Abercrombie told The Advertiser that the Army is conducting a detailed search of its records on the extensive chemical weapons dumping around the world after World War II. An Army report dated 2001 indicated that more than 8,000 tons of corrosive or toxic chemical munitions were dumped off O'ahu—some off Pearl Harbor and some off Wai'anae—in 1944 and 1945.

"These issues are being, I think, researched rather assiduously," he said. The Army expects to have a preliminary report on the chemical dumping issue "between Thanksgiving and Christmas."

Abercrombie said Davis told him that chemical weapons were disposed of 10 miles from east O'ahu and 10 miles from the Wai'anae Coast. Water depth was believed to be between 1,800 feet and 6,000 feet.

That suggests there are dumping sites other than the three identified in the 2001 report, or that the records the Army is now reviewing are providing different information than that report contains.

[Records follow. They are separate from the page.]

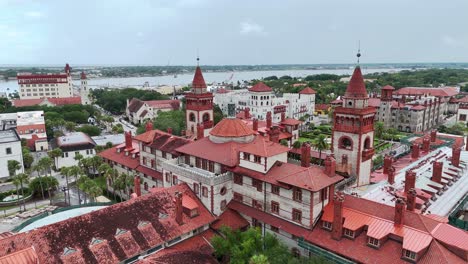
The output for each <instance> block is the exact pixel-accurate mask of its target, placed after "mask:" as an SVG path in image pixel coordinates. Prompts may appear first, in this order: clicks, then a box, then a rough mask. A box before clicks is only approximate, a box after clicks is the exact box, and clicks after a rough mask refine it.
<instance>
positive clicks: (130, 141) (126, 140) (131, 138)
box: [124, 131, 133, 150]
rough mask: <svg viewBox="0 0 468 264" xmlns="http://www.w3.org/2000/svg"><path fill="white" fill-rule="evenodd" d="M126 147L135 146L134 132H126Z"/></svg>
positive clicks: (126, 131)
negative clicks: (132, 141)
mask: <svg viewBox="0 0 468 264" xmlns="http://www.w3.org/2000/svg"><path fill="white" fill-rule="evenodd" d="M124 134H125V149H126V150H130V149H132V148H133V144H132V132H130V131H126V132H125V133H124Z"/></svg>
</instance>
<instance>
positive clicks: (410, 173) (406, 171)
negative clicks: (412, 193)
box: [405, 170, 416, 193]
mask: <svg viewBox="0 0 468 264" xmlns="http://www.w3.org/2000/svg"><path fill="white" fill-rule="evenodd" d="M415 185H416V172H414V171H412V170H407V171H406V173H405V193H408V191H409V190H410V189H411V188H415Z"/></svg>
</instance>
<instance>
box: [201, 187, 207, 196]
mask: <svg viewBox="0 0 468 264" xmlns="http://www.w3.org/2000/svg"><path fill="white" fill-rule="evenodd" d="M202 195H203V197H208V188H207V187H205V186H203V187H202Z"/></svg>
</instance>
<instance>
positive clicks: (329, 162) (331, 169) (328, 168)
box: [325, 154, 336, 177]
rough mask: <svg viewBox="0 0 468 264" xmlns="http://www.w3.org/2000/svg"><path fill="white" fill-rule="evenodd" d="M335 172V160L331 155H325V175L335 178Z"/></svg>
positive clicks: (335, 160) (331, 154) (335, 161)
mask: <svg viewBox="0 0 468 264" xmlns="http://www.w3.org/2000/svg"><path fill="white" fill-rule="evenodd" d="M335 171H336V160H335V157H334V156H333V154H330V155H327V158H326V159H325V173H326V174H327V175H328V176H330V177H333V176H335Z"/></svg>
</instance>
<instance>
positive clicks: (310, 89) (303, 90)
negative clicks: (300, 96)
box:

The 2001 report, "Off-Shore Disposal of Chemical Agents and Weapons Conducted by the United States," prepared by the Army's Historical Research and Response Team, says that the Army disposed of 16,000 mustard bombs in 1944 five miles from shore off Pearl Harbor.

In 1976, a research vessel's crew suffered caustic chemical burns from canisters dredged up in 1,200 feet of water, three miles off Honolulu Harbor. The Army report said a second 1944 dump of 4,220 tons of "unspecified toxics" was "probably the source" of that material.

Neither of those dump locations listed in the 2001 report appears to coincide with either of the deep-water sites Davis told Abercrombie about—since both are off south-central O'ahu and both are much nearer shore than Davis' disposal sites.

Slackman, who sat in on the meeting between Abercrombie and Davis, said that Davis told them "he did not believe there had been any monitoring" of any of the known chemical weapons dump sites off Hawai'i.

Abercrombie expressed disappointment, Slackman said, that the House Armed Services Committee did not learn of the 2001 report when it was issued, and at "having to learn of this from the news media."